[code] Unlimited partitions, a try - Kernel

This is a discussion on [code] Unlimited partitions, a try - Kernel ; 15 partitions (at least for sd_mod devices) are too few. So I tried the following: after scanning the disk (sda), when we know the number of partitions P on a disk, create a new block device /dev/gd0 that is a ...

+ Reply to Thread
Results 1 to 9 of 9

Thread: [code] Unlimited partitions, a try

  1. [code] Unlimited partitions, a try


    15 partitions (at least for sd_mod devices) are too few.

    So I tried the following: after scanning the disk (sda), when we know
    the number of partitions P on a disk, create a new block device
    /dev/gd0 that is a copy of sda (in terms of disk->queue, etc.). This
    is done using alloc_disk(P).

    However, read() on gd0 will just return 0. It takes a `blockdev --rereadpt
    /dev/gd0` before the disk is accessible.
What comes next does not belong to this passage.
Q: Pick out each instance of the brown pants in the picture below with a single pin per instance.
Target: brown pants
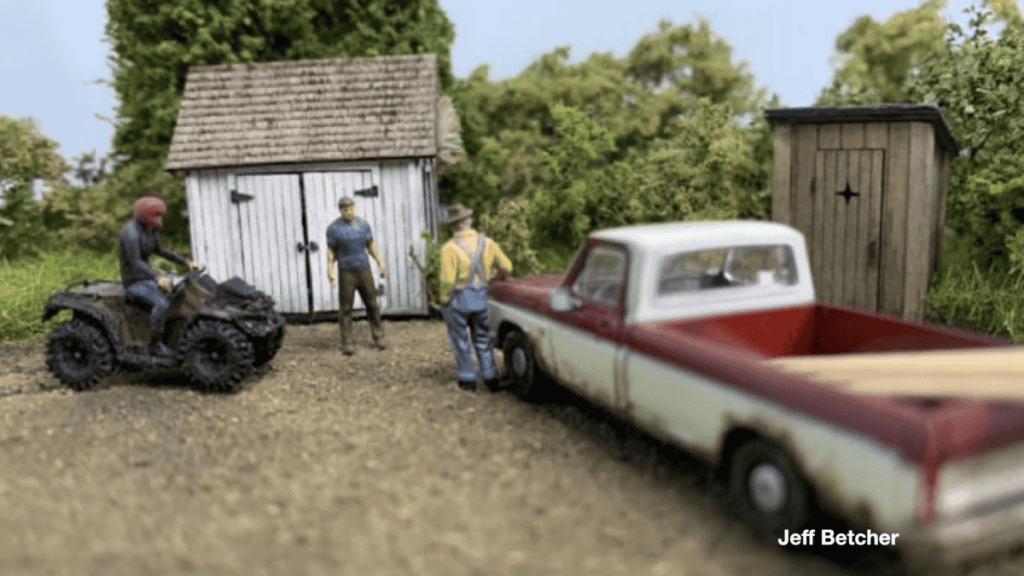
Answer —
(348, 282)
And if I add a call to
    rescan inside gpdisk_new() it oopses (probably rightfully so). I do not
    know all the block layer magic, so expect some horrible code.

    Ideas, hints, anything is welcome.

    ---
    block/Makefile | 1
    block/genhd.c | 5 +
    block/gpdisk.c | 139 ++++++++++++++++++++++++++++++++++++++++++++++++++
    drivers/scsi/sd.c | 1
    fs/partitions/check.c | 19 ++++++
    include/linux/genhd.h | 16 +++++
    include/scsi/sd.h | 3 +
    7 files changed, 182 insertions(+), 2 deletions(-)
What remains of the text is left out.